Preso com tornozeleira eletrônica tenta invadir casa da ex e acaba capturado dentro de cisterna, em Pesqueira
Homem é reincidente em violência doméstica e já possuía medida protetiva. Polícia agiu rápido e prendeu o agressor em flagrante
Por Flávio José Jardim
atualizado há 5 meses
Publicado em
Era para ser apenas mais uma madrugada silenciosa em Pesqueira. Mas, por volta da 01h30 do domingo (13), o terror bateu à porta de uma mulher que vive sob a sombra de um passado violento. Seu ex-companheiro, um ex-presidiário que usa tornozeleira eletrônica e já foi condenado por estupro, tentava invadir sua casa mais uma vez.
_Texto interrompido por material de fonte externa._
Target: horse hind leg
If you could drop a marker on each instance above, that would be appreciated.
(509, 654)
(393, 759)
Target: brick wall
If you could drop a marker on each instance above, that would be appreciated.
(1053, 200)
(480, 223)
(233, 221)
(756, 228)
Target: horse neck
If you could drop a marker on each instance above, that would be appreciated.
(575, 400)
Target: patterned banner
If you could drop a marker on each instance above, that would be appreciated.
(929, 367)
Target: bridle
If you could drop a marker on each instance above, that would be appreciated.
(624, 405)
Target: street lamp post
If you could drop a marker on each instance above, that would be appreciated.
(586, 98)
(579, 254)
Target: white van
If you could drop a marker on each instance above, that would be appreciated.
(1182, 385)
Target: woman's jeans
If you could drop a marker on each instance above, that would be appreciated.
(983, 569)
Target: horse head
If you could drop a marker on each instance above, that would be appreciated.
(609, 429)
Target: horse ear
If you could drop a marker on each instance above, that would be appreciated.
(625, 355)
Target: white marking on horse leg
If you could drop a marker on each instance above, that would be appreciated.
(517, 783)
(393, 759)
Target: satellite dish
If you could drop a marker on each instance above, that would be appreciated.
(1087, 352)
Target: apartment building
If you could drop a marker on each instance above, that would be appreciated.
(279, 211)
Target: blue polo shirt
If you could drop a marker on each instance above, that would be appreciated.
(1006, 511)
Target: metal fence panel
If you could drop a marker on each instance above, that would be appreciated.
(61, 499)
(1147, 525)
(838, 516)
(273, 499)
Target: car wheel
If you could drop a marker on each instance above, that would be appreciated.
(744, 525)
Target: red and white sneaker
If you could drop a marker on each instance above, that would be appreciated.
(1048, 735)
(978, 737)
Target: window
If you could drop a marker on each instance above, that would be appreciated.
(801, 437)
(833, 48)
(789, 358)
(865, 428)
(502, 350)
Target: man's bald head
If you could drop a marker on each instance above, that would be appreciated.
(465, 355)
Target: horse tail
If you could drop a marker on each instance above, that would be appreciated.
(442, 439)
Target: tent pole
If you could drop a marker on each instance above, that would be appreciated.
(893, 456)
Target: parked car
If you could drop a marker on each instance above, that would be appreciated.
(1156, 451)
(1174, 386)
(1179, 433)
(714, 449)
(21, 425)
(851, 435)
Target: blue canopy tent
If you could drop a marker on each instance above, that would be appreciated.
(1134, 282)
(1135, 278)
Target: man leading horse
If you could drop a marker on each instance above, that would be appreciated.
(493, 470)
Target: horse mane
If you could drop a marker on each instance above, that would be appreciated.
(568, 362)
A cena que se desenrolou parece roteiro de filme policial, mas foi brutalmente real.
Acionada com urgência, a equipe da GT Rural da Polícia Militar agiu com precisão. Ao perceber a chegada dos policiais, o homem fugiu desesperadamente e tentou se esconder dentro de uma cisterna próxima à casa da vítima. Mas a tentativa de se camuflar nas trevas foi frustrada. Em poucos minutos, foi localizado, detido e levado à Delegacia de Plantão, onde foi autuado em flagrante por desrespeitar medida protetiva e reincidir em crime de violência doméstica.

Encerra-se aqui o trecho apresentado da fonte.